Malgré sa large présence, on peut se demander si la téléréalité est vraiment un thème du livre. Je pose la question puisque le sujet ne me semble rien apporter, rien développer. Il me semble plutôt accolé là, présent à côté des autres thèmes, comme un fait divers qui n’a rien à voir avec la vie qui se déploie dans les lignes. Parmi les thèmes clairement abordés dans l’ouvrage, on retrouve la dysfonction familiale, le deuil, le couple… Le premier est sans doute celui qui réellement développé, et ce, de façon très efficace. Toutes les interactions qu’ont les quatre femmes sont teintées par les problèmes qui, depuis toujours, ont cours dans la maison familiale, par comment la mère a réduit le père au silence et comment elle a monté son ainée contre sa cadette. La maltraitance vient des mots de la mère, qui essaie aujourd’hui de se racheter, et de l’inaction du père, pour qui il est trop tard.
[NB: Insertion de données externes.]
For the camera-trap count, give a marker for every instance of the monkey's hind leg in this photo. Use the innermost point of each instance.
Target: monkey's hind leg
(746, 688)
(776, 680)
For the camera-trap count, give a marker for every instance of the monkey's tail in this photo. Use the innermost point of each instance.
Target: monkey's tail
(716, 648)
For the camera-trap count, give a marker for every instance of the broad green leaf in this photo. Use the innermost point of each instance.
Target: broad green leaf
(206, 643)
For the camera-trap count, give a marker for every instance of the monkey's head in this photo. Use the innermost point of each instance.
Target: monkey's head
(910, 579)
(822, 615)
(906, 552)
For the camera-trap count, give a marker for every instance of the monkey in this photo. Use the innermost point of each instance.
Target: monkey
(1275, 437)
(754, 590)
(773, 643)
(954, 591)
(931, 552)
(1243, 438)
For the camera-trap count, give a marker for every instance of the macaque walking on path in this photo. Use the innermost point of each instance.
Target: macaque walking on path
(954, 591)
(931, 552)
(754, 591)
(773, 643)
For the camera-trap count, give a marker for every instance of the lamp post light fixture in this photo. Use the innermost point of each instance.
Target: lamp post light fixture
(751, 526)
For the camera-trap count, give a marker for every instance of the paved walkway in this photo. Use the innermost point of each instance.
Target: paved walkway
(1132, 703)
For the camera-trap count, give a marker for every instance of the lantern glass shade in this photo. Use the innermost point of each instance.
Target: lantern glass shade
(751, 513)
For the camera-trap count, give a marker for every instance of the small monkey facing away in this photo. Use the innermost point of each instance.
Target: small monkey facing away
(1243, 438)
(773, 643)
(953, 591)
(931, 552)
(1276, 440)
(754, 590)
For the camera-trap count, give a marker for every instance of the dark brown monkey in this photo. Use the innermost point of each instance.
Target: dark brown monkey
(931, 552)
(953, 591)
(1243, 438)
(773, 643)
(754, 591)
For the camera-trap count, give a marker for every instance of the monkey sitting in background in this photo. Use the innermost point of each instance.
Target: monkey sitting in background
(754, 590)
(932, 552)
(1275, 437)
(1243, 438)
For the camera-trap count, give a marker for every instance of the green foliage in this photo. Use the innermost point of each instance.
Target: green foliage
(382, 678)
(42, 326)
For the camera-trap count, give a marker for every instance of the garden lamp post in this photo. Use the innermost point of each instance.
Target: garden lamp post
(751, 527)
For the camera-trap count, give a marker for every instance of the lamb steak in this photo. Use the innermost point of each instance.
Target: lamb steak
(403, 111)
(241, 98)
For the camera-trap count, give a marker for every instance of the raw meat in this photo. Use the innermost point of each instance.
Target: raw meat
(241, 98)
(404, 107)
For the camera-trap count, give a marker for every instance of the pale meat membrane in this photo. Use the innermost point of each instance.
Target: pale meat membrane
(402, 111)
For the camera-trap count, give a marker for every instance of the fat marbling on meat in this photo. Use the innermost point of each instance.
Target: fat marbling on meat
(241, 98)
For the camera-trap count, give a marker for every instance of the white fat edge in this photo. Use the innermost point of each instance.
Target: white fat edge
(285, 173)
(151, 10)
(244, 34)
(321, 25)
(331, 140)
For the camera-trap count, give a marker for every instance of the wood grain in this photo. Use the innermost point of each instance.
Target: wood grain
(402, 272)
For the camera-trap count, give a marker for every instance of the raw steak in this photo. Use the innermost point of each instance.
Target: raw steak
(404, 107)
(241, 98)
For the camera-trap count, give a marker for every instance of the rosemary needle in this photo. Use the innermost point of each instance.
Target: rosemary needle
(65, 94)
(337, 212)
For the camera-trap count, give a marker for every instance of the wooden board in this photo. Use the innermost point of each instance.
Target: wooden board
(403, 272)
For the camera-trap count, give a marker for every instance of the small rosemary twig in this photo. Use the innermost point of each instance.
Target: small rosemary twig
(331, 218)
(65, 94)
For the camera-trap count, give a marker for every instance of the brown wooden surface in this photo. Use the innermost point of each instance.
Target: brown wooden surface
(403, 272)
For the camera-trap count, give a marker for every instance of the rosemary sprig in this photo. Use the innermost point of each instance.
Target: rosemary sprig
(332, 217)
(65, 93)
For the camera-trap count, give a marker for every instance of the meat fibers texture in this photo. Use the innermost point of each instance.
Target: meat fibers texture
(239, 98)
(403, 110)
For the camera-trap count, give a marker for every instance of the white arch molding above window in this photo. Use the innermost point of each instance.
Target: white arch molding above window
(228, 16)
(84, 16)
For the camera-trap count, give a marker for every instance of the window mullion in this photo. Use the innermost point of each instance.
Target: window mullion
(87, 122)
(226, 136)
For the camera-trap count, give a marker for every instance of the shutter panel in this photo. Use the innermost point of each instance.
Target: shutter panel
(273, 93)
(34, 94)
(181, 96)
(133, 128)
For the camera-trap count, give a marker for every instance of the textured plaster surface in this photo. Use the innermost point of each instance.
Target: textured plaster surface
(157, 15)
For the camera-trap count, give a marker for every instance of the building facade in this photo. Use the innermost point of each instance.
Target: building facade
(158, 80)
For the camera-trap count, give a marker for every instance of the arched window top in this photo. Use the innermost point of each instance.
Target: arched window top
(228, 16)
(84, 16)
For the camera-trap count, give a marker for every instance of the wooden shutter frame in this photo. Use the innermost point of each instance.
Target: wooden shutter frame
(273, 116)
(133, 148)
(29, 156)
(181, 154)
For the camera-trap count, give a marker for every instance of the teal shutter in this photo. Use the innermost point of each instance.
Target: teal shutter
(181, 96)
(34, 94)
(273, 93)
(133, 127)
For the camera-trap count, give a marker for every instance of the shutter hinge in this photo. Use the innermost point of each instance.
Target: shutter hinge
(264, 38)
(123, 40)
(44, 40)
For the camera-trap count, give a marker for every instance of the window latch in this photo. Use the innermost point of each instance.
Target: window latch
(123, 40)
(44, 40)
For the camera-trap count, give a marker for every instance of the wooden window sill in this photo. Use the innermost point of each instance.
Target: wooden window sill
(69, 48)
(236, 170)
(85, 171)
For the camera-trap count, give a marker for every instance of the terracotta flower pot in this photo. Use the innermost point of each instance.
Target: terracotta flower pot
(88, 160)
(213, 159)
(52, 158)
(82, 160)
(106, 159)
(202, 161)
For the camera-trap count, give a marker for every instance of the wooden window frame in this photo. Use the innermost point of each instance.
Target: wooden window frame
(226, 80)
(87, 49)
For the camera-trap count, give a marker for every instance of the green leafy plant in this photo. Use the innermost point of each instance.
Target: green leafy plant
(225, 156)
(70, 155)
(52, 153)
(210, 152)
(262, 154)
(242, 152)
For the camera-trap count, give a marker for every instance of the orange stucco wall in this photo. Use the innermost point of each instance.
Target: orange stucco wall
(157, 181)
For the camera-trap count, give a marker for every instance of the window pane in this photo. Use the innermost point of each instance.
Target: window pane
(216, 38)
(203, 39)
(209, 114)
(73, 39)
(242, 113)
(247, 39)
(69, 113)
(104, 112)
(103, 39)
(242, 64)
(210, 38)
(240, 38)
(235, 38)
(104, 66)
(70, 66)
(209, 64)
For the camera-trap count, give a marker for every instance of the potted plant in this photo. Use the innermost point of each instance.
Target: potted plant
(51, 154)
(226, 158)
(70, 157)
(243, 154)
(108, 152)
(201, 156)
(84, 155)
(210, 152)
Il y a donc beaucoup d’éléments à fuir pour les trois sœurs – et même pour le père, si on se fie à une scène du passé où il reçoit une série d’injures de la part de sa conjointe pour avoir voulu l’appuyer. Le père choisira le silence; ses filles, la parole. Frédérique Côté fait du filibuste un fait féminin. Quand elle définit le terme au début du roman, l’autrice poursuit ainsi le questionnement:
Lili se demande combien de fois, dans une vie ordinaire, une femme se défend avec des mots pour retarder l’inévitable. Peut-être une centaine, peut-être plus. Quand elle est en train de perdre son emploi, quand on veut la quitter, quand elle cherche à s’éviter une contravention, quand elle doit affronter les surveillantes de son école qui inspectent la longueur de sa jupe, quand les employés de nuit du McDonald’s l’expulsent parce qu’elle parle trop fort, quand son père laisse sa mère, ou quand elle ne fait pas le poids face à un homme. Toutes les fois où son monde est sur le bord d’imploser et qu’elle n’a plus d’autres armes à sa disposition. (p.12-13)
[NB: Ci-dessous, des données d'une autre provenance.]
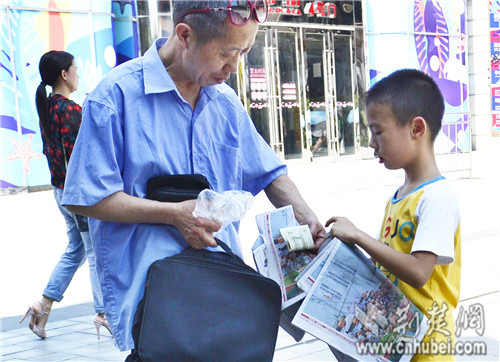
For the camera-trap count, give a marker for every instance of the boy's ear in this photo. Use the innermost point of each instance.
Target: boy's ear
(418, 127)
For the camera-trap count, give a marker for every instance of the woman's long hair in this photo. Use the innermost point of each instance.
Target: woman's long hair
(51, 65)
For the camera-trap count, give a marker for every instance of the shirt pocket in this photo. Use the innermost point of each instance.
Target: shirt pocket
(224, 167)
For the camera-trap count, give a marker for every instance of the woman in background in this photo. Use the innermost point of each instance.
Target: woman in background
(60, 120)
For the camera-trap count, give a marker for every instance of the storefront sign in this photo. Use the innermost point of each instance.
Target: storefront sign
(294, 7)
(321, 9)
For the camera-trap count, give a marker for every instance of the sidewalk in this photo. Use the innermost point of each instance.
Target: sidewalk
(32, 240)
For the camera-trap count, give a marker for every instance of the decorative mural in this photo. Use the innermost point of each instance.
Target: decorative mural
(428, 35)
(494, 8)
(29, 28)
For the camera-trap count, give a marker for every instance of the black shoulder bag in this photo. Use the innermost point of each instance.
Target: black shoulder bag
(201, 305)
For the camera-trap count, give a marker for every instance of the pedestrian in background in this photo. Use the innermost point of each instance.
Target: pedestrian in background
(60, 120)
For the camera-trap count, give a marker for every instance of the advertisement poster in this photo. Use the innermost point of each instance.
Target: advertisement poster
(28, 31)
(429, 36)
(495, 64)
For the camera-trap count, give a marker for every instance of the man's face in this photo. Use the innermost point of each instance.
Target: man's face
(392, 142)
(212, 63)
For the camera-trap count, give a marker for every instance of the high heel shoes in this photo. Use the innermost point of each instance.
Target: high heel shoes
(32, 311)
(101, 321)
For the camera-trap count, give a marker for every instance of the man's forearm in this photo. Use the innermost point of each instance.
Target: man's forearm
(124, 208)
(282, 191)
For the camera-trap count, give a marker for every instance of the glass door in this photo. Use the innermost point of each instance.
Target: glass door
(289, 84)
(318, 92)
(348, 120)
(257, 87)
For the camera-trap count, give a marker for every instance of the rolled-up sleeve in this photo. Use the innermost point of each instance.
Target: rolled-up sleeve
(94, 171)
(260, 165)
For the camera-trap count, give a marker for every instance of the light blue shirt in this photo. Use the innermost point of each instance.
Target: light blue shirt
(135, 126)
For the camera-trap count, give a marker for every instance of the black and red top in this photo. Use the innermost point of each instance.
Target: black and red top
(65, 117)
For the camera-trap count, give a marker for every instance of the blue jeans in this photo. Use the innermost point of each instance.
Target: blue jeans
(79, 248)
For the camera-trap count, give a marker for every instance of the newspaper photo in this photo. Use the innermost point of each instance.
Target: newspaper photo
(352, 304)
(275, 260)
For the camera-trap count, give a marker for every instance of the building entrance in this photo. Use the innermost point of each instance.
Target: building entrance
(300, 91)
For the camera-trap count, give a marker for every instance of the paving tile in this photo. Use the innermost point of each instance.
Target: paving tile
(15, 348)
(31, 353)
(58, 356)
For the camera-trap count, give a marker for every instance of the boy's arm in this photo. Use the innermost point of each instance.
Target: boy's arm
(414, 269)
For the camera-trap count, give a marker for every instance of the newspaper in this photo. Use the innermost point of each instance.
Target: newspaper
(274, 259)
(350, 302)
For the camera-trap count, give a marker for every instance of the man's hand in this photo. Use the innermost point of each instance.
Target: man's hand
(197, 231)
(281, 192)
(318, 232)
(343, 229)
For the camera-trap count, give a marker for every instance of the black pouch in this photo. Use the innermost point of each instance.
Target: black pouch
(201, 305)
(176, 188)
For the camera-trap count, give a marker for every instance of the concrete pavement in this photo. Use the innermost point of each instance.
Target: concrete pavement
(32, 238)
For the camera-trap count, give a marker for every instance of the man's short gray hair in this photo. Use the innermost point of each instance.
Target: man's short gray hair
(206, 26)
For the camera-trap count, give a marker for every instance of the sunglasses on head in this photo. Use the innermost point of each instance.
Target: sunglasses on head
(240, 12)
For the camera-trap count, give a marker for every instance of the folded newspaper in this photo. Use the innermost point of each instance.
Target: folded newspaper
(346, 300)
(278, 259)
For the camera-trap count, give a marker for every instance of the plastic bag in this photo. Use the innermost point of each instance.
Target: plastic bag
(228, 207)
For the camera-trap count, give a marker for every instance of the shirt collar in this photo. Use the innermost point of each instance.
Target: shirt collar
(157, 79)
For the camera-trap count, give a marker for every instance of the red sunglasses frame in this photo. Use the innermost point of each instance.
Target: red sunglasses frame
(253, 12)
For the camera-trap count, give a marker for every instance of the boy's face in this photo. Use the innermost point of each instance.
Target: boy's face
(392, 143)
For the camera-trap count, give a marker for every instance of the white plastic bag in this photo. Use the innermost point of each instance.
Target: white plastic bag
(228, 207)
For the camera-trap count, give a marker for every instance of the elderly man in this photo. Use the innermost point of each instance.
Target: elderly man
(170, 112)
Je comprends l’intention, mais je ne suis pas certaine de partager la conviction. Je trouve qu’il est facile de séparer en deux catégories les réalités homme-femme, comme si elles s’opposaient plutôt que d’exister en synergie. L’autrice fait le choix de donner la parole uniquement à ses personnages féminins:
Notre père occupe sa place au bout de la table. On racontera son histoire, mais lui ne parlera pas. (p.15)
L’ouvrage nous apprend, par la voix des femmes, ce qui est arrivé au père, mais à mes yeux, il ne raconte certainement pas son histoire. Filibuste raconte plutôt la relation compliquée que les trois sœurs entretiennent avec leur mère, et c’est cela qui est intéressant. En dehors de la dysfonction familiale, d’autres thèmes sont abordés, mais ils ne sont pas traités en profondeur. Ils sont jetés là (comme celui de l’attirance sexuelle génétique) dans le flot des paroles, du filibuste, mais ils sont sans réelle importance.
Puis, il y a cette question que pose l’autrice à travers Lili au début du roman: combien de fois une femme peut-elle se défendre avec des mots? On n’y répondra pas. Le livre jette des thèmes ou des questions, mais il n’a pas la prétention d’aller plus loin.
Filibuste en extraits
« Notre père nous a embrassées sur la tête et s’est dirigé vers la cuisine. Pour éviter le divorce avec notre mère après leur grosse dispute de l’année dernière, il a promis qu’il s’occuperait de la vaisselle le dimanche. On a parié qu’il achèterait un lave-vaisselle d’ici Noël. Il tient le coup. On l’entend siffloter, entre deux gorgées de vin, dans les rares intervalles où on se tait. » (p.51)
CÔTÉ, Frédérique. Filibuste, Le Cheval d’août, Montréal, 2021, 110 p.